Not all Mediterranean circumstances are as I describe them above, of course – I have personal knowledge of people facing up to the inevitable as well as deliberately ignoring it. But I would hazard a guess that Mediterranean countries are far more publicly aware of death, far more accepting of its reality (you only have to see how the theatre of bullfighting has flourished for so long in Spain to understand this), than Anglo-Saxon countries.

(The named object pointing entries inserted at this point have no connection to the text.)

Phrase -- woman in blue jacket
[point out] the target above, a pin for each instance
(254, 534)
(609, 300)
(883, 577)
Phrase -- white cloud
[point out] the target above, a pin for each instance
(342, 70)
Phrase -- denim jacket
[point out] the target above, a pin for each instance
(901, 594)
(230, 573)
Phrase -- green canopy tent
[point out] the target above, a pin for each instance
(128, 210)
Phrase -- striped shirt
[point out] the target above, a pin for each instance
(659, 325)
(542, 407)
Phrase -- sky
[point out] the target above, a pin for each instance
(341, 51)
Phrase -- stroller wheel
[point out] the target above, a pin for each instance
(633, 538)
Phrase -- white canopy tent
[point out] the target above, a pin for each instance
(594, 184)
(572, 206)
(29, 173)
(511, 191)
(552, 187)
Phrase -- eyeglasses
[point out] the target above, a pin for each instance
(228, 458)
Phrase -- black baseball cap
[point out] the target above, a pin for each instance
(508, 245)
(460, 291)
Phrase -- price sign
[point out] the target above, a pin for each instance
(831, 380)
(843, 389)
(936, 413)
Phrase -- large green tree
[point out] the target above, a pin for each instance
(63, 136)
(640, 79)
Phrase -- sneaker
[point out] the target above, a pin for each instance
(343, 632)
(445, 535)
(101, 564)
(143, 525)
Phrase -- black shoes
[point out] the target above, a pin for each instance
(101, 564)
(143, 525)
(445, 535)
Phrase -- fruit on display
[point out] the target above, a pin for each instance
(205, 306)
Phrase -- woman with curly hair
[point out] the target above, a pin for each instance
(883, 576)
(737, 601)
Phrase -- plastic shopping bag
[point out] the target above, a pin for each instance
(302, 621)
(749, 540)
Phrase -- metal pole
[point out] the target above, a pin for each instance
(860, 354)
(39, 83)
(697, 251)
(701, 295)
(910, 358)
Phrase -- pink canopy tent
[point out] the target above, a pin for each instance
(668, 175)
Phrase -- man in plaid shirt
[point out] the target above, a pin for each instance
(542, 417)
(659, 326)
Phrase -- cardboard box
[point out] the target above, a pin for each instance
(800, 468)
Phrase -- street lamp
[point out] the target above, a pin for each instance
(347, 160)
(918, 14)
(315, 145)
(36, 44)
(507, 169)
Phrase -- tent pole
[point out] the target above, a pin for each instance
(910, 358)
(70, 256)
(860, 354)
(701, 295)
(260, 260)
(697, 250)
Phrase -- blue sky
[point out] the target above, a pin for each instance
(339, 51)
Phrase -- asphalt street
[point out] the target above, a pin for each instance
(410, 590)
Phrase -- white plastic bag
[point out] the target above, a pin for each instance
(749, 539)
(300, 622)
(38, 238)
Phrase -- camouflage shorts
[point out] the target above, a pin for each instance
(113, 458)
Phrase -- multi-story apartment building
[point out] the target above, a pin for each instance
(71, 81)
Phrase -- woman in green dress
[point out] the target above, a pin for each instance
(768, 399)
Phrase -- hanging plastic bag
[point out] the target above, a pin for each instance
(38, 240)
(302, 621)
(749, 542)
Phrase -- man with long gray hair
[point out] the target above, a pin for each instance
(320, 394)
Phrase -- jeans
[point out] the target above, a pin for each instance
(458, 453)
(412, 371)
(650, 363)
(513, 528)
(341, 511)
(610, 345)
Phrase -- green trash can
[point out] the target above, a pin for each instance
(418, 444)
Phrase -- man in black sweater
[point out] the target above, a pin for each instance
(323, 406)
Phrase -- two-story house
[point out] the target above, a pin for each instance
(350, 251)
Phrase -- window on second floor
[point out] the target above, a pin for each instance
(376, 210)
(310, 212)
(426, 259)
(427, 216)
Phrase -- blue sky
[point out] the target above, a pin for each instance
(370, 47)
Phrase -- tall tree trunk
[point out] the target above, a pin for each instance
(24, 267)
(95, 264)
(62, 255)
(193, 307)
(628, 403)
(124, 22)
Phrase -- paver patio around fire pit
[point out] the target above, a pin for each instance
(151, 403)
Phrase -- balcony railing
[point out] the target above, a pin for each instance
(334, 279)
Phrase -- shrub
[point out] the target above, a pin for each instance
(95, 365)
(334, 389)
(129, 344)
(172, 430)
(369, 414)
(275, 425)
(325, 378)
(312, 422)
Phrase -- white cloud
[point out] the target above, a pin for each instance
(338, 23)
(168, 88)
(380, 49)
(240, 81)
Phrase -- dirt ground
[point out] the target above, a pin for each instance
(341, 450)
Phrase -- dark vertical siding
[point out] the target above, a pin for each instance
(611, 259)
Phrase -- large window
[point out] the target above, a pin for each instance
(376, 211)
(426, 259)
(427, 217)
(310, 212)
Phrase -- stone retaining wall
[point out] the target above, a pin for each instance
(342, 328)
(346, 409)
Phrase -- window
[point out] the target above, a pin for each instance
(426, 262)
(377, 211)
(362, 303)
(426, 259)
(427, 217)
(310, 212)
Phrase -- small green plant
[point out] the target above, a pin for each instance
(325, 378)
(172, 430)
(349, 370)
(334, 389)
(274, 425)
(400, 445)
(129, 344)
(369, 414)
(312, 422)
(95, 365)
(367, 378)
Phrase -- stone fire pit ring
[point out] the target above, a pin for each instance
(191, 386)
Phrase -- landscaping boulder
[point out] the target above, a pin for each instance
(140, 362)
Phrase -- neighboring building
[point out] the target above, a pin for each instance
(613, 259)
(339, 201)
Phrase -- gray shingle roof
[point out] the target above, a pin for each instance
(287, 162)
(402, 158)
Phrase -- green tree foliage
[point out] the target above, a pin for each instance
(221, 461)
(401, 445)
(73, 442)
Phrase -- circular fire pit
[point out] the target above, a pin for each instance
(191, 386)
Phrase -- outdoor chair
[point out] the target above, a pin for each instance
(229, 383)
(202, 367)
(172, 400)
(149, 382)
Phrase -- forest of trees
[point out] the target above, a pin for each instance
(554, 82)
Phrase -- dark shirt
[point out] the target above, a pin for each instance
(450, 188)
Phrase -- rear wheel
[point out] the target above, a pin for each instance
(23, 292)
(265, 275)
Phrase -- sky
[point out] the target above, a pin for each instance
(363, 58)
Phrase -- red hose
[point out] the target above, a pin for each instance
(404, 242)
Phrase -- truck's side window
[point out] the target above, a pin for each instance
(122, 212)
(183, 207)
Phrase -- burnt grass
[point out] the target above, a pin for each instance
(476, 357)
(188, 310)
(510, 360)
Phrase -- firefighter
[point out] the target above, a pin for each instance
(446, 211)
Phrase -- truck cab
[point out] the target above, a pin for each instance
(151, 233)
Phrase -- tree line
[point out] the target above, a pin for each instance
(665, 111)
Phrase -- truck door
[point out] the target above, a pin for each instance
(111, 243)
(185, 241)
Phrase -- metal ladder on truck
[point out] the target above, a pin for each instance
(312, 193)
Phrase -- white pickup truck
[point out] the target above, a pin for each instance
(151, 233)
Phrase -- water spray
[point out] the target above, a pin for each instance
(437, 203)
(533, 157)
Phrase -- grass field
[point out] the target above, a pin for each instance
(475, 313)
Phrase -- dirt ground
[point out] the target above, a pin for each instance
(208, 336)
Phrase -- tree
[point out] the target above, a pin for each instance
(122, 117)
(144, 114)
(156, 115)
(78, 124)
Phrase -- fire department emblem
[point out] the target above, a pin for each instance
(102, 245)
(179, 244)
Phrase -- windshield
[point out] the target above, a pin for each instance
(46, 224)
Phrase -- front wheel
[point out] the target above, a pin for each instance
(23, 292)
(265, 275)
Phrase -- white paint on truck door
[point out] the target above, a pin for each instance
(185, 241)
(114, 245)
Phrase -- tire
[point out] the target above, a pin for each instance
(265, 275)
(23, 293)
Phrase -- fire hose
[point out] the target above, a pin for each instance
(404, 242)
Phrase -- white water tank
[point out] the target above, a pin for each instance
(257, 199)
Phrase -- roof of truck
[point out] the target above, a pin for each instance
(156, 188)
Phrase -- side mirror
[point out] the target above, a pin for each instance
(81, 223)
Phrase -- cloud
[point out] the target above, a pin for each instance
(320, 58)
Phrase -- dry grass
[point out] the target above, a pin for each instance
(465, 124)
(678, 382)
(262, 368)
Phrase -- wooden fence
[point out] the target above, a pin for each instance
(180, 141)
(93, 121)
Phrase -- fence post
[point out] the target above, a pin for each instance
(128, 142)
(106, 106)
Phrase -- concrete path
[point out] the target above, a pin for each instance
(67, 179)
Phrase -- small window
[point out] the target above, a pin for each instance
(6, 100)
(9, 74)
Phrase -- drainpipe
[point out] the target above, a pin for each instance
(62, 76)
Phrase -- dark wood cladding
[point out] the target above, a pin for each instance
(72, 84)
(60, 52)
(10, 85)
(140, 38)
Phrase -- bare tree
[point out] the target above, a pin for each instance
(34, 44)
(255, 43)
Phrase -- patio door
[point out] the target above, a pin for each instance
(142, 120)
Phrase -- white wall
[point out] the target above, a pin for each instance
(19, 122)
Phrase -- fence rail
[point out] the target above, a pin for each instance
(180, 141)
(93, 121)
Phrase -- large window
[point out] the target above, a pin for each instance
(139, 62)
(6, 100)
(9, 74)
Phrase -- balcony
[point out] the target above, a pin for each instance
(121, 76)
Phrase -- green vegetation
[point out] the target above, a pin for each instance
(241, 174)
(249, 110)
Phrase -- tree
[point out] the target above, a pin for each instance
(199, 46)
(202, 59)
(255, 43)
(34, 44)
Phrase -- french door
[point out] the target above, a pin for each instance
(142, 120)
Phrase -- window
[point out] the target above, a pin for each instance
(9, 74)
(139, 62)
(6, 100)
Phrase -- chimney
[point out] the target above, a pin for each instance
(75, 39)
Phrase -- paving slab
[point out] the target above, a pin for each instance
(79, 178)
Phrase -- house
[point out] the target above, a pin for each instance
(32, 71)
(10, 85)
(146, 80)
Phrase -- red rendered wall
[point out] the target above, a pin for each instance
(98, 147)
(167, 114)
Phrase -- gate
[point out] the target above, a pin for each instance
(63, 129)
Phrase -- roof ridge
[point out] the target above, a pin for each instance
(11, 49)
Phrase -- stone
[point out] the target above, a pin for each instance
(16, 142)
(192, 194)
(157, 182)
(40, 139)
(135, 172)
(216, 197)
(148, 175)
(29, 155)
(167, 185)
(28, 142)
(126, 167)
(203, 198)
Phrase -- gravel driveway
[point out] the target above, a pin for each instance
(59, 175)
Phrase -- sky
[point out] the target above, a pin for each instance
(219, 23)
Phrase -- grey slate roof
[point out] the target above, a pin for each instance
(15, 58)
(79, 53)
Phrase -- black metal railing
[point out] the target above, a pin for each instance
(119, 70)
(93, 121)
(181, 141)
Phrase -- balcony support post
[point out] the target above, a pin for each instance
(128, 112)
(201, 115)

This is why I suspect we in Britain and the US, even where in our very different ways (the former via supportive socialism, the latter via rapacious marketplace), spend so much of our time and political energies deflecting our attention and our resources from the need to face up to death’s inevitability onto procedures, systems, cultures and approaches which attempt to distance us from its march.
I wonder if, at least here in Britain, the way we pay for and do so much medicine is precisely because we don’t do God.
I’m not suggesting that we should do God.
Really, what I’m suggesting is that by not looking to face up to the afterlife or its absence we end up, essentially, creating health systems which – like gigantic corporations and their work processes – tend to break down every single part of our existence as participants into discrete entities which only experts can manage and ever have overall oversight of.
In this way, we become strangers in our own bodies.
In this way, we become strangers in our own worlds.
In this way, we focus on the medical games people play and ignore the realities of life which underpin them.
I don’t agree with the terribly self-serving proposals the Tory-led Coalition is looking to put in place. But I do wonder, in the light of my experience of at least one other culture I love and treasure, whether there isn’t any other more profound kind of change the NHS needs to undergo. The NHS, that is to say – and by extension, a wider British society.
The NHS, for the British way of life, is a sacred cow – and rightfully so. We are, after all, talking about our very own way of dealing with death. But that doesn’t mean we shouldn’t wonder if there aren’t better ways of managing our own feelings and reactions to such an emotive subject.
In the meantime, fight all you can to save this wonderful institution. But remember, when we talk about the importance of health, we may actually be describing our very uncertain relationship with death.